Lunch on the autoimmune paleo protocol can be a tad challenging since it’s difficult to have time to cook in the middle of the day. Thankfully I work at home, so that makes it a bit easier, but it’s still not easy to take that much time away from the desk when you’re trying to clock client hours.
So I tend to default to salads with some sort of protein. If I don’t have some leftovers, then I often turn to something like tuna to top my salads with. But since I’m also trying to get more variety into my protein choices right now, salmon is also a good alternative.

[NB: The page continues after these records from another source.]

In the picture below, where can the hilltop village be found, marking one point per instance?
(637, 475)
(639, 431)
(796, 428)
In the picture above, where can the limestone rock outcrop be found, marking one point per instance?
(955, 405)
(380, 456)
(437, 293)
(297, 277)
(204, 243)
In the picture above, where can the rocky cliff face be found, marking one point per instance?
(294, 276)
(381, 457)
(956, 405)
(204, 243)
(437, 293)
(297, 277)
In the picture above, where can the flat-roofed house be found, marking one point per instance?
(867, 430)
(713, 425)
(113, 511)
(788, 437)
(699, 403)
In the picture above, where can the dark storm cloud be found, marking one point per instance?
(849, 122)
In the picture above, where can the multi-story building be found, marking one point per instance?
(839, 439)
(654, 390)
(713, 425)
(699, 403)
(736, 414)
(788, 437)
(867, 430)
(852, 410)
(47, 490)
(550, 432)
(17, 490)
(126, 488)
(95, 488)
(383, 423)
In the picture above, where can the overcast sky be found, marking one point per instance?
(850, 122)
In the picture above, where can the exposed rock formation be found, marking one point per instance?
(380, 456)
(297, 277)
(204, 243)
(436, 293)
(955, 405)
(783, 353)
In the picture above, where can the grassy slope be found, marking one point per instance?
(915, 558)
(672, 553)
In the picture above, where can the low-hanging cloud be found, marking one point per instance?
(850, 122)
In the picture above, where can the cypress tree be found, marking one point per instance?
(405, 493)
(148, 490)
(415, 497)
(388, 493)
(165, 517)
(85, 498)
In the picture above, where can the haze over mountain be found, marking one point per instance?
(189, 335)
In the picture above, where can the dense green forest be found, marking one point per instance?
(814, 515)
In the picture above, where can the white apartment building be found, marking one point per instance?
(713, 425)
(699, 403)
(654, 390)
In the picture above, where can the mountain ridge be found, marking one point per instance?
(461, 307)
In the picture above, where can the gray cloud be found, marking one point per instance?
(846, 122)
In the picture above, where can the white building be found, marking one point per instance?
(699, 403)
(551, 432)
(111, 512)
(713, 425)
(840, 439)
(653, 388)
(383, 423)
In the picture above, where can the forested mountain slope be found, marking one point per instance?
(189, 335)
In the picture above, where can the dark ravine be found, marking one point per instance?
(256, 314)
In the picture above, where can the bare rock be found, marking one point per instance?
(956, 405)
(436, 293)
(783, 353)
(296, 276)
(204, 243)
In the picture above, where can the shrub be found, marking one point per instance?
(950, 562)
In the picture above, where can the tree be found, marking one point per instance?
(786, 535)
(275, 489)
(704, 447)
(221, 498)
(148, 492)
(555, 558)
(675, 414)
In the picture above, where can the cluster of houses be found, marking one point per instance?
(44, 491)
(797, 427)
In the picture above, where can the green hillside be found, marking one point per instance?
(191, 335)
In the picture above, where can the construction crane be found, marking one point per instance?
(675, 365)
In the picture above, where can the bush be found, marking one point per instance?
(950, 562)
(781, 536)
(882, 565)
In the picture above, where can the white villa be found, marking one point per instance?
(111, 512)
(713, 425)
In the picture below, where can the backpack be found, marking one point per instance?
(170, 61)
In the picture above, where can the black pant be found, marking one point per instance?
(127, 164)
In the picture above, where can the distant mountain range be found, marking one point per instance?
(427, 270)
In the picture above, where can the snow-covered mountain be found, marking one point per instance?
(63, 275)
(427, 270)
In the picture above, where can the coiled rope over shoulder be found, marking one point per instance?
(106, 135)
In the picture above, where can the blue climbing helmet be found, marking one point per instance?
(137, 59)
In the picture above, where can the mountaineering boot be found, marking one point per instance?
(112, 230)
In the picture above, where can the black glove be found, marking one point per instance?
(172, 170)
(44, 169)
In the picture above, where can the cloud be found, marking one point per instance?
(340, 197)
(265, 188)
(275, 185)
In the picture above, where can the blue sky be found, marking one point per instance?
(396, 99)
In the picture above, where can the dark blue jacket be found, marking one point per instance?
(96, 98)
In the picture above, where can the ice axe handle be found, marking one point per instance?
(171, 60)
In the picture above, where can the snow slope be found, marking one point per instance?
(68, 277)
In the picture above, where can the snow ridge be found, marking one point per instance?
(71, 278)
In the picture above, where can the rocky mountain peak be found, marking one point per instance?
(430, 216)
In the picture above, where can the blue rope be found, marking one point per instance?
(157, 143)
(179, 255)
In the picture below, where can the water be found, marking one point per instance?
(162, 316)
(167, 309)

Like the turkey meatloaf, salmon patties tend to need some sort of binder to keep them together. Traditional recipes usually call for eggs and breadcrumbs. I’ve been lucky to find some yucca-based crackers at Mission Heirloom, a paleo- and AIP-friendly resto in Berkeley, so I decided to experiment with those—and they work well as a binder! Lots of salmon patty recipes also call for mustardy sauces, but mustard is off diet right now, so I decided to try using horseradish instead, and that’s a good substitute. Finally, in lieu of eggs, to have some moisture for the crackers to bind with, I did not drain the salmon and I added a bit of bone broth to help bind the salmon and crackers.
These are really good on top of a salad.
1 can Wild Harvest salmon
½ tsp. minced onion
¼ fennel bulb, minced
½ tsp. lemon juice
1 tsp. horseradish
1 tsp. capers, chopped
½ tsp. dill
3 tbsp. smashed yucca crackers
2-3 tbsp. chicken bone broth
- Combine ingredients in medium-sized bowl. Add enough bone broth to help bind the crackers and fish mixture.
- Divide mixture in half and form two patties by hand.
- Fry in 1-2 tbsp. ghee, browning on each side. Patties are cooked through when they no longer feel mushy.
- Serve on salad greens or on their own.
Good salad ingredients include radish and avocado. And a squeeze of lemon, of course.